Porque se preocupar com a anorexia?
No começo, nem sempre percebemos a anorexia ou bulimia nas pessoas próximas. Portanto, se os transtornos persistem, notamos que o indivíduo pode não crescer como o esperado, deixar de menstruar (ou nem começar a menstruar), perder os cabelos e o viço da pele.
A longo prazo, há queda de imunidade, anemia e muitas outras deficiências, como a osteoporose. Já na bulimia, também vemos alterações relacionadas à indução crônica do vômito, como calos nos dedos, dor de garganta, erosão do esmalte dentário e sangramentos gástricos.

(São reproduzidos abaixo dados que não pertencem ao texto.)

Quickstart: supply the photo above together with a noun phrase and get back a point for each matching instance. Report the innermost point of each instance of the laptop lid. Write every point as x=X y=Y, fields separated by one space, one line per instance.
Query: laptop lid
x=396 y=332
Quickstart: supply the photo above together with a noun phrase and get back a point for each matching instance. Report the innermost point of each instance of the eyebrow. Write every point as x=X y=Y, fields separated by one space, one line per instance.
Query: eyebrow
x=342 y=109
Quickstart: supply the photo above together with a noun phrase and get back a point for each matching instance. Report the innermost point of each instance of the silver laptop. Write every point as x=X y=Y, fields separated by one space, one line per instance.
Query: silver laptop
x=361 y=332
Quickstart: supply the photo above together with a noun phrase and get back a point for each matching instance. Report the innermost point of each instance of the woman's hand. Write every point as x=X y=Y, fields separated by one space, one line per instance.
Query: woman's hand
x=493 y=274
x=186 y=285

São doenças que podem levar a uma péssima qualidade de vida e à morte, se não identificadas e cuidadas a tempo. E é esse o problema. No entanto, como os pacientes negam sua condição, acreditando que seja uma escolha de vida, postergam o pedido de ajuda.
O que fazer?
O primeiro conselho é prestar atenção na rotina daquela pessoa, saber seus hábitos, se importar com ela. Assim, se algo se modificar, talvez seja mais fácil de perceber.

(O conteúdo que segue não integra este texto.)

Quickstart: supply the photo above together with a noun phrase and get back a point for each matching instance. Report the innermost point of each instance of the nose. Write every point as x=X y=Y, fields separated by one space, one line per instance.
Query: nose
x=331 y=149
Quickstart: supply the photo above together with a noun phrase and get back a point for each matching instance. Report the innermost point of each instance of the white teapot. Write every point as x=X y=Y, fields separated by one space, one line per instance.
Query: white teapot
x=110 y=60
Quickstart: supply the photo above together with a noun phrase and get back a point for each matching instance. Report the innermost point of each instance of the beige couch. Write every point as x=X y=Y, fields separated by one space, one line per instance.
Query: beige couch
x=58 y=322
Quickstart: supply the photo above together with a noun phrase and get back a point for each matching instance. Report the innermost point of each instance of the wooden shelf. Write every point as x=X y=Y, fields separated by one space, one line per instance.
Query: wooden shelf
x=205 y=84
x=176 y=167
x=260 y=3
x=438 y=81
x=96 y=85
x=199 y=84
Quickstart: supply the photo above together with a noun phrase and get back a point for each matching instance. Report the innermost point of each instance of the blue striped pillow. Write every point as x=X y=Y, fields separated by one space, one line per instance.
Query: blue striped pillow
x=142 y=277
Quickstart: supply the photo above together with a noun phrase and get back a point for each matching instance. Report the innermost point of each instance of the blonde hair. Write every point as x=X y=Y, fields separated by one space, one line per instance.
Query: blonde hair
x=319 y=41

A chave do tratamento costuma ser a família e o círculo de amigos, que devem ser firmes e atentos, porém carinhosos e parceiros. Ou seja, estes devem se incluir na tentativa de cura junto com o paciente, através de terapia e grupos de ajuda.
No entanto, trata-se de um esforço multiprofissional, com médicos, psicólogos, nutricionistas, educadores físicos e outros, com o objetivo de retorno lento e gradual a uma alimentação mais próxima do saudável, além de proporções corpóreas adequadas.
As recaídas não são raras, por isso é um trabalho para a vida toda, com amor.